От женского пронзительного визга Марио отпрыгнул от окна и оторопело смотрел на меня, ожидая указаний. Я попытался погладить визжащую гражданку по голове, но рука моя была перехвачена мускулистой лапой соседа, видимо в молодости работавшего кузнецом на Путиловском заводе. Я с трудом вырвал руку и бросился к выходу. Мы кубарем скатились по перилам лестнице со второго этажа и бросились наутёк проходными дворами мимо гнезда всемогущего КГБ, находящегося в двух шагах на Литейном,4. Потеряв последние силы на Моховой и убедившись, что за нами нет погони, мы зашлись гомерическим хохотом.
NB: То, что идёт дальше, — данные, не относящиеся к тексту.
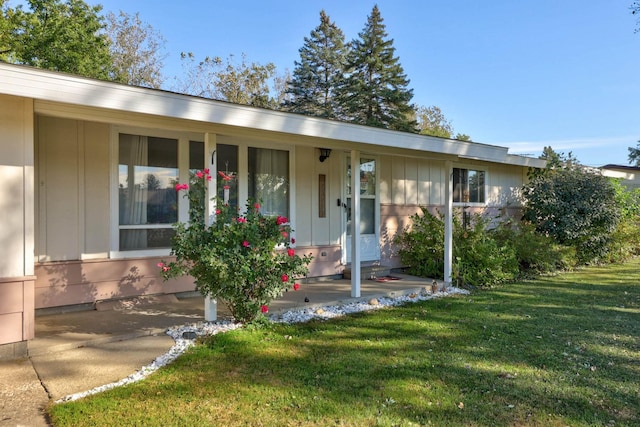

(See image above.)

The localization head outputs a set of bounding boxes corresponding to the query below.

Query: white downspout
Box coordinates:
[204,133,218,322]
[444,160,453,287]
[351,150,361,298]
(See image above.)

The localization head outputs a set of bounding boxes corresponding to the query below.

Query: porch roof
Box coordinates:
[0,63,545,168]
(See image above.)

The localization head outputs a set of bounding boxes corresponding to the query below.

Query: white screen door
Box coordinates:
[342,157,380,263]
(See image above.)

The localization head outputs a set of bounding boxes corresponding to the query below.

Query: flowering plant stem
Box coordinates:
[158,169,312,323]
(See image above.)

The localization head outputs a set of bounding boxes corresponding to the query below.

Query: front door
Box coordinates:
[342,156,380,263]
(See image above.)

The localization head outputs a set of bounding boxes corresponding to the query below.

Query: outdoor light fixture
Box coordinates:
[320,148,331,163]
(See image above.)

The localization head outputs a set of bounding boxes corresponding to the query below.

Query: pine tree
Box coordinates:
[283,10,347,118]
[338,6,417,132]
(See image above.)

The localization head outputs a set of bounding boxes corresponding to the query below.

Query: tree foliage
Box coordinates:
[522,148,621,263]
[106,11,165,89]
[337,6,416,132]
[283,10,348,118]
[177,52,283,108]
[415,105,471,141]
[0,0,112,80]
[629,141,640,166]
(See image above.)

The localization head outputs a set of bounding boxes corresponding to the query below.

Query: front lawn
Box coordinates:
[49,260,640,426]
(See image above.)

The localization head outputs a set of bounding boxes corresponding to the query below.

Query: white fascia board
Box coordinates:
[0,63,543,167]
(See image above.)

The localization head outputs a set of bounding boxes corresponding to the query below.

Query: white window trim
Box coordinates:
[109,126,296,259]
[109,126,206,259]
[451,163,489,207]
[215,137,296,239]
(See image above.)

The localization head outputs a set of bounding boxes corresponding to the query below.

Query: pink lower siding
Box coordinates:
[35,258,194,309]
[0,276,35,345]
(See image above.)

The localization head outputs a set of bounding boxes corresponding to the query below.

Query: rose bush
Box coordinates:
[158,169,312,323]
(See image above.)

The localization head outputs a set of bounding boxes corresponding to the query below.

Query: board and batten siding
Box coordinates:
[379,156,527,266]
[0,95,35,348]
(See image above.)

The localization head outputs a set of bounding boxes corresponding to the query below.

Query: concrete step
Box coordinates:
[342,265,391,280]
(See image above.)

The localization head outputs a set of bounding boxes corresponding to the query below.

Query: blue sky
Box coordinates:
[60,0,640,166]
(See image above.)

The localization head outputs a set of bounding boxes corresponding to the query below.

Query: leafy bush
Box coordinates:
[394,207,444,279]
[493,219,577,277]
[607,180,640,262]
[158,170,311,323]
[453,214,518,287]
[394,207,518,286]
[523,157,621,264]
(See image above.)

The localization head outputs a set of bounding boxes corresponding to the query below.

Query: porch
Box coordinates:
[28,272,443,356]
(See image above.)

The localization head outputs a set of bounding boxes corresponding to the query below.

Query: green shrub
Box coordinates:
[493,219,577,277]
[394,207,444,279]
[158,169,311,323]
[606,180,640,262]
[453,214,518,287]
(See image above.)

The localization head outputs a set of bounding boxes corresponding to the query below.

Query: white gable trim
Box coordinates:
[0,63,544,167]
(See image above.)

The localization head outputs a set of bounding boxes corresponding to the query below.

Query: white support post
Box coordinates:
[351,150,361,298]
[444,160,453,286]
[204,133,218,322]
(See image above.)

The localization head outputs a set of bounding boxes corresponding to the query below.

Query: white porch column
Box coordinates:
[351,150,360,298]
[444,160,453,286]
[204,133,218,322]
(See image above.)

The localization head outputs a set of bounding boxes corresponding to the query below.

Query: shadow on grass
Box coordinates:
[51,263,640,426]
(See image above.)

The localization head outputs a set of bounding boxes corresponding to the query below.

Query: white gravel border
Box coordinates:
[55,287,469,403]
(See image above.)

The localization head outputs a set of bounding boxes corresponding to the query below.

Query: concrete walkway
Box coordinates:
[0,274,438,427]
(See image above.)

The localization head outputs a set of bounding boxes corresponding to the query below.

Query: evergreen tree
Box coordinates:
[338,6,417,132]
[283,10,347,118]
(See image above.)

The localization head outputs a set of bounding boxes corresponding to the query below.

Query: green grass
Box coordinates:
[49,261,640,426]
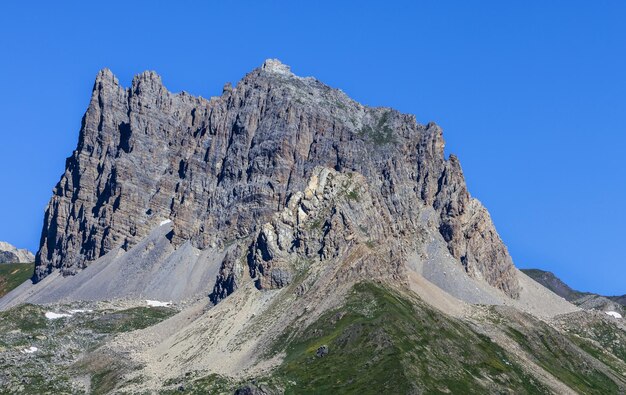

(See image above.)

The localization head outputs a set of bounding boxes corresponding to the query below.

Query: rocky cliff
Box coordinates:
[0,241,35,263]
[34,60,519,300]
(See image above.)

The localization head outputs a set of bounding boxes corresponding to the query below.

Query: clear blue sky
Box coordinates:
[0,0,626,294]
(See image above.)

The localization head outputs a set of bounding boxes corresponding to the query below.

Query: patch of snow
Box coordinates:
[146,300,172,307]
[46,311,72,320]
[605,311,622,318]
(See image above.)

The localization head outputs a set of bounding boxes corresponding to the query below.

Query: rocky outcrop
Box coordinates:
[0,241,35,263]
[522,269,626,314]
[35,60,518,300]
Вечером следующего дня чета Гарруба отбывала на Родину. Приехал Никита Михалков поговорить с Аллой о том, чтобы она, как агент, представляла его интересы в Европе и искала заказы на любую работу. Он уже четвёртый год находился в простое и довольствовался только гонораром за роль проводника в "Вокзале для двоих". Марио и Алла отбывали на «Красной стреле» в Москву, а оттуда улетали домой в мафиозную, певучую Италию с доброй сотней негативов о нашем, таком похожем на Рим, выстроенном итальянскими зодчими, Питере.
Из статьи Леонида Велехова «Я жил не как все» для «Совершенно секретно»
Анатолий Брусиловский — натура, что называется, ренессансная. Художник. Один из ведущих отечественных книжных графиков 60–80-х годов, а также художник- постановщик многих картин на «Мосфильме». Активный участник советского «левого», неофициального искусства тех лет, вызывавшего резкое раздражение властей, которое выплескивалось в исторических скандалах — с хрущевским посещением выставки «абстракцистов» в Манеже в начале 60-х, с бульдозерной «трамбовкой» нескольких вернисажей отечественного авангарда в те же 60-е, с разгромом рукописного альманаха «Метрополь» в 1980-м и т. д.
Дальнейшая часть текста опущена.